La procura di Torino ha aperto un'inchiesta sui 5 milioni spesi per dare una sistemazione ai nomadi e in parte finiti nelle tasche di un geometra, il «re della casbah»

Matteo Renzi (S) con Piero Fassino in un'immagine del 6 febbraio 2014
Matteo Renzi (S) con Piero Fassino in un'immagine del 6 febbraio 2014

Meglio avere a che fare con Matteo Renzi, col rischio di finire rottamato insieme al vecchio politburo del Pd, o rintanarsi a Torino e doversi misurare con un bel tomo specializzato nell'affittare stamberghe inabitabili a prezzi esorbitanti, sempre in bilico sul codice penale, e rischiare di prendersi prima o poi un avviso di garanzia? Chissà se Piero Fassino, sindaco di Torino, la sera prima di addormentarsi si interroga sulla scelta fatta nel 2010, quando abbandonò la politica nazionale per dedicarsi a tempo pieno alla sua città. Di certo c'è che a quattro anni dalla sua elezione a sindaco (passò in scioltezza al primo turno, con il 56% dei voti) si trova a fare i conti con una serie incalcolabile di rogne. Dove la più ingombrante è l'inchiesta della Procura sulla gestione dell'emergenza rom nel capoluogo piemontese.

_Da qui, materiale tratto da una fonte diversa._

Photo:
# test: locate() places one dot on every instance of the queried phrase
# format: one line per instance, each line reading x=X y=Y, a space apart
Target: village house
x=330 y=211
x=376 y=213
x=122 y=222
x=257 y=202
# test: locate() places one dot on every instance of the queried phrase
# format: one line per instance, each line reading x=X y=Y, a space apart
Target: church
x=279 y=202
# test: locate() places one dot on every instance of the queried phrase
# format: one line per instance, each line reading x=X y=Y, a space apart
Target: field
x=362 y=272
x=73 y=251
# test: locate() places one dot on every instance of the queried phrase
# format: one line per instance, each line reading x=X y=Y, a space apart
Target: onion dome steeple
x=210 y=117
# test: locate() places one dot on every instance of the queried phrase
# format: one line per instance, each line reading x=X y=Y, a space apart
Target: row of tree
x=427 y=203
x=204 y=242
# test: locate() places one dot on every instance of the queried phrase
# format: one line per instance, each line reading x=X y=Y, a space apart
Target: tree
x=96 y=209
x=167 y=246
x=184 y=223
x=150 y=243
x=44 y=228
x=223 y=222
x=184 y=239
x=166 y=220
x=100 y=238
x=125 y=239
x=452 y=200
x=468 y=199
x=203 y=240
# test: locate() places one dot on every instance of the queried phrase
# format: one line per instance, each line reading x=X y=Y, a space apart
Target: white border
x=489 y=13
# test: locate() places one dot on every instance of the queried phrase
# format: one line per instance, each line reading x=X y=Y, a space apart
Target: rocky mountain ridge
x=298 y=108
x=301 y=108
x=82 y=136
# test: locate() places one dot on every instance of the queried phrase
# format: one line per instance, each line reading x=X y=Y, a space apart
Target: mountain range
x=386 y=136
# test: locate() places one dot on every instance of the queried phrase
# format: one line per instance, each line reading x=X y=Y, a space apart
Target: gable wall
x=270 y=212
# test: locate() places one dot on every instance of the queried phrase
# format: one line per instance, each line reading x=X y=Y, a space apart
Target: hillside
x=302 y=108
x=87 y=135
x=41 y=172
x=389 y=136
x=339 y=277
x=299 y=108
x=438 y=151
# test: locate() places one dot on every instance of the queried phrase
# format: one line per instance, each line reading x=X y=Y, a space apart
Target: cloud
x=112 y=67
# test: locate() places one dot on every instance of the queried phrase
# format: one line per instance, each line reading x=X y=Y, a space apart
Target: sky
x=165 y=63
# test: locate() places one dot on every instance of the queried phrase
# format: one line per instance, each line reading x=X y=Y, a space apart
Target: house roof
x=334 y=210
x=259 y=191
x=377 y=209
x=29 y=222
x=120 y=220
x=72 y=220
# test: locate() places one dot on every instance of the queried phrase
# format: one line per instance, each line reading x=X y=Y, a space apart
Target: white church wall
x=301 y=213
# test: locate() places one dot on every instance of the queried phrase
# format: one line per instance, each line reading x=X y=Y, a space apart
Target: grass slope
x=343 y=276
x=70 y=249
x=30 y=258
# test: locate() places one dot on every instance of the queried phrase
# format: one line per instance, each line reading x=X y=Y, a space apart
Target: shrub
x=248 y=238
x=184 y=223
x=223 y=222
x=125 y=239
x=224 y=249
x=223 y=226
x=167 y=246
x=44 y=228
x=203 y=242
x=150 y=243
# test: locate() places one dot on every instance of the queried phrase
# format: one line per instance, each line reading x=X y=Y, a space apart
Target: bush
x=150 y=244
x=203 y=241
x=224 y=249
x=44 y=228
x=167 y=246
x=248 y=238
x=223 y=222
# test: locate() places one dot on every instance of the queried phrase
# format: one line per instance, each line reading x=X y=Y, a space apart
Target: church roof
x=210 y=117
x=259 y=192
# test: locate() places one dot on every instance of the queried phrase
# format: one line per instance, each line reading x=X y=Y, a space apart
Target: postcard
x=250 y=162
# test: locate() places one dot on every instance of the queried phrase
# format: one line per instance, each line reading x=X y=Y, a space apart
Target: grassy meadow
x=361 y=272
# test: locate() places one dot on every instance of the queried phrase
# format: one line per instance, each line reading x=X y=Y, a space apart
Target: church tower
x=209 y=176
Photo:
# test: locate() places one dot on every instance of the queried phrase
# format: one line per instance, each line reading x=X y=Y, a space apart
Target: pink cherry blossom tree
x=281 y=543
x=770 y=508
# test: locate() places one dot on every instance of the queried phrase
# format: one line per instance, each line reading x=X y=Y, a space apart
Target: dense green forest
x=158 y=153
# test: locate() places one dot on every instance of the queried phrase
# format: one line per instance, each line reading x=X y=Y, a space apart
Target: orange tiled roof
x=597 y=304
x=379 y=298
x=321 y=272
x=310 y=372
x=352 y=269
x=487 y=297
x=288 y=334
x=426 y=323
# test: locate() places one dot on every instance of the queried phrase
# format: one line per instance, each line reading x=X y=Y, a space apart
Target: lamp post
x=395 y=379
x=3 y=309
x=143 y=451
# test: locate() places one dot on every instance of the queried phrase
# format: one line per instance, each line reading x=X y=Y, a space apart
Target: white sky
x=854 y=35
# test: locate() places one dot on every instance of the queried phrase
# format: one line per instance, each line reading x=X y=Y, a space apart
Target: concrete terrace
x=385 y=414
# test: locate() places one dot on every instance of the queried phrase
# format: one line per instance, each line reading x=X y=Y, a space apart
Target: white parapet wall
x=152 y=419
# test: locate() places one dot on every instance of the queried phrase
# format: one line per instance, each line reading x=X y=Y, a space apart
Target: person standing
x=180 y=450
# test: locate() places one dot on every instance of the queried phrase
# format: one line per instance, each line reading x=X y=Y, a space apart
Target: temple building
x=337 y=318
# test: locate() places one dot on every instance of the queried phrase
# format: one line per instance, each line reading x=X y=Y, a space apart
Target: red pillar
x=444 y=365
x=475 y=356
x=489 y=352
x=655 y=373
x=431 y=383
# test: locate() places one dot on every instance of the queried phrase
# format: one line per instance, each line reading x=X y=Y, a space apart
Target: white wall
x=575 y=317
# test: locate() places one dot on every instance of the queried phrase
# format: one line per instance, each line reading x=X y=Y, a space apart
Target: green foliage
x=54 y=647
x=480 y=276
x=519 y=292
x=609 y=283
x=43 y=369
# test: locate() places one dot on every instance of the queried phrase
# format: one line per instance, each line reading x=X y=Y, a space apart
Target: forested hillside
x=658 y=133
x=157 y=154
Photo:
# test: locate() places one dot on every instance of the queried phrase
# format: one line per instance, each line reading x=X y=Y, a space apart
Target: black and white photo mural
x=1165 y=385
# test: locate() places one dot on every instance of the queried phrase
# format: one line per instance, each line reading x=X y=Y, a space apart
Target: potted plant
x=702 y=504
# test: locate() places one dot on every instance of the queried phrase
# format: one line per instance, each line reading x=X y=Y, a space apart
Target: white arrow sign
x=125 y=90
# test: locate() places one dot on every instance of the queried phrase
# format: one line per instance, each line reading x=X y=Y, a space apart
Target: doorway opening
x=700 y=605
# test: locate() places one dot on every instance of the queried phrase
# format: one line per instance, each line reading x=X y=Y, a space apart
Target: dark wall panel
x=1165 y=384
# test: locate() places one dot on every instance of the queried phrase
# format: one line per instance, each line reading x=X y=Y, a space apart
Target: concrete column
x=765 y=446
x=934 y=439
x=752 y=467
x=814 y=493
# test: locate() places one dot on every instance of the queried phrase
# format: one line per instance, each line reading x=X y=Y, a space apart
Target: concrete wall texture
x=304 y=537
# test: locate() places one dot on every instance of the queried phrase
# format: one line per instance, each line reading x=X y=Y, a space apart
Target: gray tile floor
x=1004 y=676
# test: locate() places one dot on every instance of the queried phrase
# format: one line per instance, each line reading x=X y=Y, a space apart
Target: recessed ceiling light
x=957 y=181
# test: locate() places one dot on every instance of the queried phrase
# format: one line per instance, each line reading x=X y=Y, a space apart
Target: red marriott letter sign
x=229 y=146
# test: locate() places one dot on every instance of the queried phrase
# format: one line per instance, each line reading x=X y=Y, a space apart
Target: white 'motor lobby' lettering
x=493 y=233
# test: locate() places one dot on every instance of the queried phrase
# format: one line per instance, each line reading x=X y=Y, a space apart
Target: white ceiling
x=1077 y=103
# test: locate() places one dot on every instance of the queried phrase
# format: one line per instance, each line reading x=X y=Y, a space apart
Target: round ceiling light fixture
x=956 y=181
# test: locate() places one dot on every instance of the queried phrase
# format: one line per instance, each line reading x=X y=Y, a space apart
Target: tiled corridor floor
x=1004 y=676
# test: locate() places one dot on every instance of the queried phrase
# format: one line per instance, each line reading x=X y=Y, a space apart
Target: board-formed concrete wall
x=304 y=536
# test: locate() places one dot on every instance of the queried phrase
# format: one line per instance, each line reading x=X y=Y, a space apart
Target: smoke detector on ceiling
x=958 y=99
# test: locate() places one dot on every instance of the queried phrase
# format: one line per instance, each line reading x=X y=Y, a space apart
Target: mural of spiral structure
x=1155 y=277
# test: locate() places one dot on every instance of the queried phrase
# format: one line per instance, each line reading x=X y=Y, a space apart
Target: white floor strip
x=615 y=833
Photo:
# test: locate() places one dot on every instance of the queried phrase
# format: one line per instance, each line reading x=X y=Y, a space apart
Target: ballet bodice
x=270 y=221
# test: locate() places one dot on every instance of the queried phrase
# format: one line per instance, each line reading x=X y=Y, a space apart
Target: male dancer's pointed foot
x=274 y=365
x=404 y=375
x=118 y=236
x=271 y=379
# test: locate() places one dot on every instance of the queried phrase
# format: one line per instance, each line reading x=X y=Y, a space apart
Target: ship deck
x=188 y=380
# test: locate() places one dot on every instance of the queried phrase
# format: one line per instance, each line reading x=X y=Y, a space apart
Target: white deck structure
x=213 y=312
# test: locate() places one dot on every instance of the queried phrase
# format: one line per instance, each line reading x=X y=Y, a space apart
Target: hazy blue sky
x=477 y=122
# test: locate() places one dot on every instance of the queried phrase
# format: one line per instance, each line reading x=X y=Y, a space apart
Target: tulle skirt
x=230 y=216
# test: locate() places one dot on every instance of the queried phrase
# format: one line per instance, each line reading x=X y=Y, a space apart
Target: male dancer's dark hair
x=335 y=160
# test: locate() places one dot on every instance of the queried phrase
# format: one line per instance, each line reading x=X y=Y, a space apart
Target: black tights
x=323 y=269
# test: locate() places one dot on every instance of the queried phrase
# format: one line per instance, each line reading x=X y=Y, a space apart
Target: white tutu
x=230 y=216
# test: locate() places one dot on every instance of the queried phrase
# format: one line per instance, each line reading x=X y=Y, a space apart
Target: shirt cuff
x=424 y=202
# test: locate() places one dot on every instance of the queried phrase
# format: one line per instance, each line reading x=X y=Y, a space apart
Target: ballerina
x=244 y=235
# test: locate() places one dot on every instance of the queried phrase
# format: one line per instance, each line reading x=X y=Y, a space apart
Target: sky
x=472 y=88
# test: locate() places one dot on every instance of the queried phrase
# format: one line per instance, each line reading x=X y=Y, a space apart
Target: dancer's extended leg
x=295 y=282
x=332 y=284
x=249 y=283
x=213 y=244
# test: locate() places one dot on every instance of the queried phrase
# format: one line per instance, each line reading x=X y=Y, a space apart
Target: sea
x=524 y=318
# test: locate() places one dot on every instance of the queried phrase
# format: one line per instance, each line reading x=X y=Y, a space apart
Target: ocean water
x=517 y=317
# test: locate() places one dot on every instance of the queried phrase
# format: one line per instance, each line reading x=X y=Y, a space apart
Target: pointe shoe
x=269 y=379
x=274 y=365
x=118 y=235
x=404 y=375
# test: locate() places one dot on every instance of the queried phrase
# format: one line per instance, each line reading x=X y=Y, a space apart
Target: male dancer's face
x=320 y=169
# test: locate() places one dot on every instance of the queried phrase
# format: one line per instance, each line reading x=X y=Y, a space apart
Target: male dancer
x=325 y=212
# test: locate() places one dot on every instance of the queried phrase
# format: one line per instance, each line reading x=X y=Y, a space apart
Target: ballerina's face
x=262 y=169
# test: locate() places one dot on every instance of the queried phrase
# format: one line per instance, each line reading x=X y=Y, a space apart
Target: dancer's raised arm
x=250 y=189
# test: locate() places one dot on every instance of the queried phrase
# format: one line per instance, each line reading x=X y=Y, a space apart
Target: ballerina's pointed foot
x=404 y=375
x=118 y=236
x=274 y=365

È un affare da cinque milioni. Non si sono raggiunte - va detto - le vette romane, quelle di Mafia capitale. Ma anche sotto la Mole a spartirsi con la benedizione di Fassino il business della solidarietà è stata una rete di associazioni a cavallo tra la sinistra e il mondo cattolico. E i risultati sono ora al centro dell'indagine in bella vista sul tavolo del sostituto procuratore Andrea Padalino, che dovrà capire come sia stato possibile che il Comune abbia speso una montagna di milioni per spostare dei nomadi da un insediamento abusivo a un altro: via dal Lungostura Lazio, e casa per tutti in corso Vigevano, in un cupo fabbricato che ha il piccolo difetto di non essere destinato a residenza.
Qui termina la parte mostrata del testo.